Though protests have flared periodically over the decades, tensions boiled over in 2008, when deadly rioting broke out in the capital, Lhasa, and sparked an uprising across large swaths of ethnically Tibetan areas. Since then, security—already extremely tight—has been smothering.
The immolations have galvanized many Tibetans, who see them as selfless acts of sacrifice, making it hard for authorities to denounce the immolators. Similarly, protests by students are hard to demonize since they are typically non-violent and centered on issues such as language rights that are guaranteed under the Chinese Constitution.

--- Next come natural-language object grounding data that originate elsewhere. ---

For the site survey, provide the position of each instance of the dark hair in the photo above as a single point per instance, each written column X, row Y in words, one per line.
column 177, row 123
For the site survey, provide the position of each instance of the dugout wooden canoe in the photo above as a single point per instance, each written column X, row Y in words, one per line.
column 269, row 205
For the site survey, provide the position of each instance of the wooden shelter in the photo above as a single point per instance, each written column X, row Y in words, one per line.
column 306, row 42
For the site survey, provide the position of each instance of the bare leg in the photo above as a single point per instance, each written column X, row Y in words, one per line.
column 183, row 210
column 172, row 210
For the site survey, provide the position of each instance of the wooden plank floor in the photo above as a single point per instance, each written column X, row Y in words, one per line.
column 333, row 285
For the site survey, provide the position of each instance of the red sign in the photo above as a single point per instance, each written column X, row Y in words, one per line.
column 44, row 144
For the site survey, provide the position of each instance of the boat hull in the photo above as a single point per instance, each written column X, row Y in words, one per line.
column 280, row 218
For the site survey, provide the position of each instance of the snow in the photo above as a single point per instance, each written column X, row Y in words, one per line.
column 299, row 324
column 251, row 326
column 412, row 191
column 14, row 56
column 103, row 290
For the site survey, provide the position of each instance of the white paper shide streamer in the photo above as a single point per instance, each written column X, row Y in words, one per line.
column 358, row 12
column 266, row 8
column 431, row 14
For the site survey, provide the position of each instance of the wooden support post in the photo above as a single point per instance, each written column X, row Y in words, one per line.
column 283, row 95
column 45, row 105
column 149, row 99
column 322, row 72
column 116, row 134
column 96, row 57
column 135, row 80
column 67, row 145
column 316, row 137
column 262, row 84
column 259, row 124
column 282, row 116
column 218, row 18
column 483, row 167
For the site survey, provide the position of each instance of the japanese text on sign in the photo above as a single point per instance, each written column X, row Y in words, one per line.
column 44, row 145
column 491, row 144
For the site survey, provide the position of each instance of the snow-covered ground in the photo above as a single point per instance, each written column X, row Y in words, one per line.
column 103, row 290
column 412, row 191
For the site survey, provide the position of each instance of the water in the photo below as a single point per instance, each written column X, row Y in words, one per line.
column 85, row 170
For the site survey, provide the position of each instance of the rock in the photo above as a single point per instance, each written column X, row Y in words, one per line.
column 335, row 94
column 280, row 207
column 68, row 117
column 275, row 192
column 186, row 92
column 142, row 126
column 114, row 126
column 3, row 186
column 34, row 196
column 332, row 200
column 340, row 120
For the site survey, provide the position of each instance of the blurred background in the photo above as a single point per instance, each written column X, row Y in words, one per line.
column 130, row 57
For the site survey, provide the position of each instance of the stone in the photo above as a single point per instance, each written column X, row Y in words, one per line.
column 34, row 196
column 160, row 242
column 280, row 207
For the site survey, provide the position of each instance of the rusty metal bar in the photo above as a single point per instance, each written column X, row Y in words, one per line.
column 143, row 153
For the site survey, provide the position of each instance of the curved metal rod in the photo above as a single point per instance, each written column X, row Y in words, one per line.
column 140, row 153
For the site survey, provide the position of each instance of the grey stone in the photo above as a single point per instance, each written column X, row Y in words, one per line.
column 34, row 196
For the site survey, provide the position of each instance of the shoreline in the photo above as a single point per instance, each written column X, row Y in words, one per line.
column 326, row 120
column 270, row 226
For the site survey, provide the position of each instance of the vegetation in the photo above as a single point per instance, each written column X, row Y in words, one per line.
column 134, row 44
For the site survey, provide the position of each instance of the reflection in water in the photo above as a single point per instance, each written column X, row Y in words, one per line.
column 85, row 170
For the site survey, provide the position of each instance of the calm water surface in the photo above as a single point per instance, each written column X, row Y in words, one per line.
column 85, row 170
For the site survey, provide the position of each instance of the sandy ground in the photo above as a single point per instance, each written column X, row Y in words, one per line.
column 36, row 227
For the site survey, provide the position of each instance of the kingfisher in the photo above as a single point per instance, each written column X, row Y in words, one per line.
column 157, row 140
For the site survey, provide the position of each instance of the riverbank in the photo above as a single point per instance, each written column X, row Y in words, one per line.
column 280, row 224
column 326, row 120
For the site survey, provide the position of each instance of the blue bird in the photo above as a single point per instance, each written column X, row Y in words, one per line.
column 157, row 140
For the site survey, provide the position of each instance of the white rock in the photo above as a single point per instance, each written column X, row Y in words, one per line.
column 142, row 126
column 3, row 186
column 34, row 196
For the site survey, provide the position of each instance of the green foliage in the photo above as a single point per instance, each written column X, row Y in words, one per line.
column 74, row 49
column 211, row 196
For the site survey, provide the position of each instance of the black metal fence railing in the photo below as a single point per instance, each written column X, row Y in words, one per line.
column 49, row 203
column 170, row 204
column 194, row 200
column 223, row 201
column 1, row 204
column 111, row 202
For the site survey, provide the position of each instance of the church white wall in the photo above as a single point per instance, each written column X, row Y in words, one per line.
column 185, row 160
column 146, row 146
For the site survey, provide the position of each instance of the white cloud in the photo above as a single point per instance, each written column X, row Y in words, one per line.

While local authorities have cracked down hard following the self-immolations and other protests, authorities in Beijing have said relatively little other than to issue routine denunciations of the Dalai Lama and his followers. That indicates they are uncertain how to respond in a way that would bolster their authority and prevent the acts of defiance snow-balling into a full-blown protest movement, Barnett said.
“This suggests that the Tibetans have found a way of at least getting under the skin of the authorities,” he said.